READ THIS IF YOU ARE FEELING LONELY

 





 

Read

This

If You Are Feeling Lonely

 








Loneliness is the cost that you need to pay sometimes if you want to grow.

 

Because you can learn within a group but also you need to be alone to learn by yourself at some point.

 

Especially, for people who are not used to being alone, it is crazily hard to concentrate on learning alone.

 



And people get overwhelmed.

 

But it doesn’t mean that we cannot do anything about it.


For example, through the COVID era, we have learned to know more about being digitally connected.

 

I am taking this seriously.

 

Because feeling lonely may possibly go up to a point where depression occurs.



But again, being alone is a necessary evil for us to gain personal growth including a language-learning.

 

It is my belief that we need a certain education to be able to be alone for our own personal growth.

 

Whatever it is, at some point for some time, we need to be alone to grow.

 

The question is how to deal with this emotion?

 

During the COVID era due to the massive lockdown, we were isolated and many people got depressed.

 

Recently, I read the books written by 

 

Gabor Maté

 

“When the Body Says No, The Cost of Hidden Stress” 

 

and “the Myth of Normal, Trauma, Illness & Healing in a Toxic Culture”.




I really recommend that you should read these mind-blowing books.

 


Dr.
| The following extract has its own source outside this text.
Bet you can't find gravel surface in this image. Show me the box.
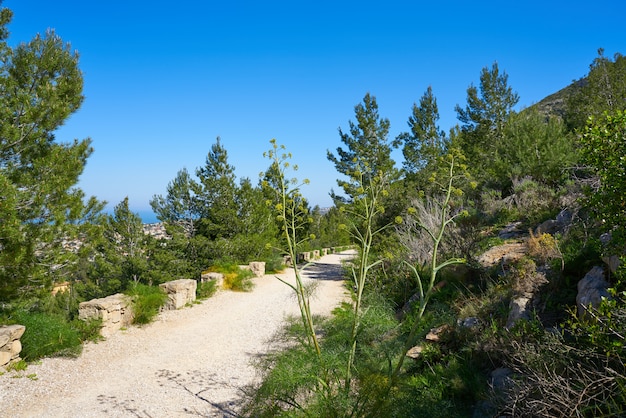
[0,252,352,418]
Maté is a physician with twenty years of experience in family medicine 

 

and an expert in the field of psychoneuroimmunology,

 

which studies the connections between physical and mental health.

 

His book 

“In the Realm of Hungry Ghosts”

won the Hubert Evans Non-Fiction Prize in 2009.

 

 

He explained that

Our stress is a signal to tell us that something is going on.   

 

Our bodily signal is a warning.

 

We often ignore it.

 


This clarification got stuck in my head and running around my brain for a while.

 

This is incredible advice.

 

Because I am the one who tries to ignore those signals saying “I am fine” or “That’s OK”, whatever happens to me.


 

I would like to share another book that I read recently, which I thought is relevant.


It deals with how to set boundaries and our limits in life.



 

Set Boundaries, Find Peace by Nedra Glover Tawwab





In her book,

Many office workers are trying to be a good employee to meet up with other people’s expectations, 

 

most likely their boss.

 

As a result, they are overworked and exhausted.

 

The quality of your work deteriorates along with the quality of your life.

 


Nedra Glover Tawwab is a licensed therapit with more than 12 years experience. 
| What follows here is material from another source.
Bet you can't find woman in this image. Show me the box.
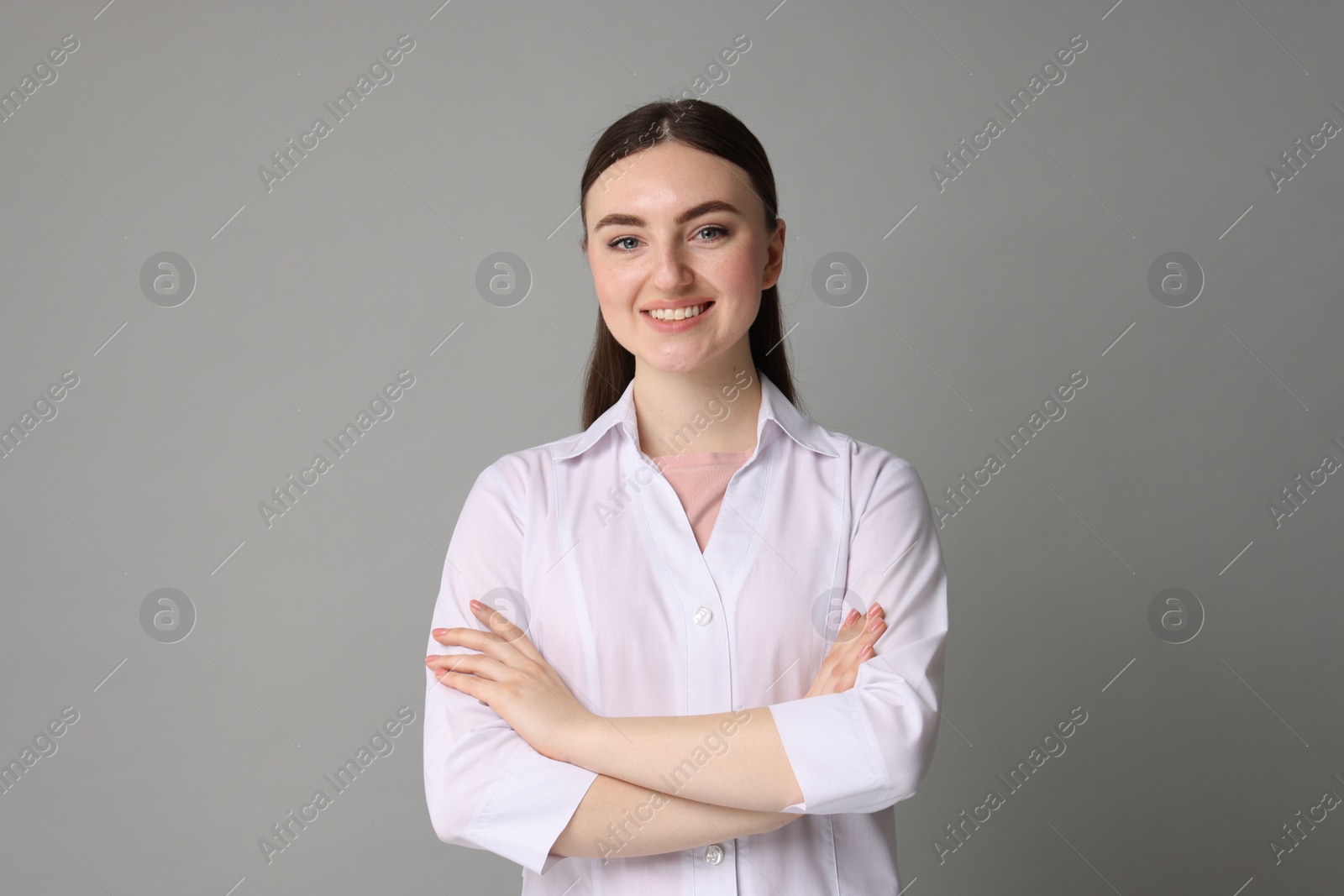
[425,101,948,896]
She suggested that we need to set boundaries in any contexts

Because we all have limits.

She also lays out the foundation for those boundaries in an unconventional way.

In her interpretation, setting boundaries is not like building walls and keepint people at distance.

And those boundaries in fact will enable us to get closer and help to establish healthy relationships.

She dissected boudaries by 6 subsets.

  • Physical
  • Intellectual 
  • Emotional 
  • Material
  • Time
  • Sexual
This method is crazily mind-blowing.

I thought about only physical boundaries when it comes to boundaries. 

But actually there is somethig more to it than that.




At some point, you need to say NO to your work, your boss telling your limits.



Because at the end of the day, you are constantly tired

 

That affects your private life and also the quality of your work.

 

I believe that this is very true.

 

We need to know ourselves and listen to our inner voice


And it is essential to set boundaries calibrated to our own limits.

 

So coming back to loneliness.

 

I came to realization that what we need to do is not fight against loneliness.

 

Now I can try to see the feeling of loneliness as a bodily signal to tell me how I am, my status quo.

 

I also came to realization that:

 

It sounds counterintuitive but in order for us to be able to be alone, we need human connections.

 

Our satisfactory social life makes us not feel lonely when we are alone.

 

As Nedra explained, it is essential to know our limits and set boundaries.


If we feel alone when we study by ourselves, 

we should stop it becuase that's our limits.


Instead, what we need to do is to go out and enjoy.


Because we retain that kinds of generosity and happiness derived from human connections and joy, then we can be alone for our personal growth.

 

I don’t have all this figured out 

 

but I hope this article will help you to deal with loneliness to some extent to continue asking questions.


KEY TAKEAWAYS

  • Pay attention to your bodily signals, whatever happens, you are not wrong.
  • Setting boundaries is essential.
  • Knowing our limits is also essential.
  • If you feel alone when you study, just stop it and go out and enjoy.
  • That is actually a good strategy to study alone because you don't feel anymore in that way.
  • In doing so, we can live a healthy life.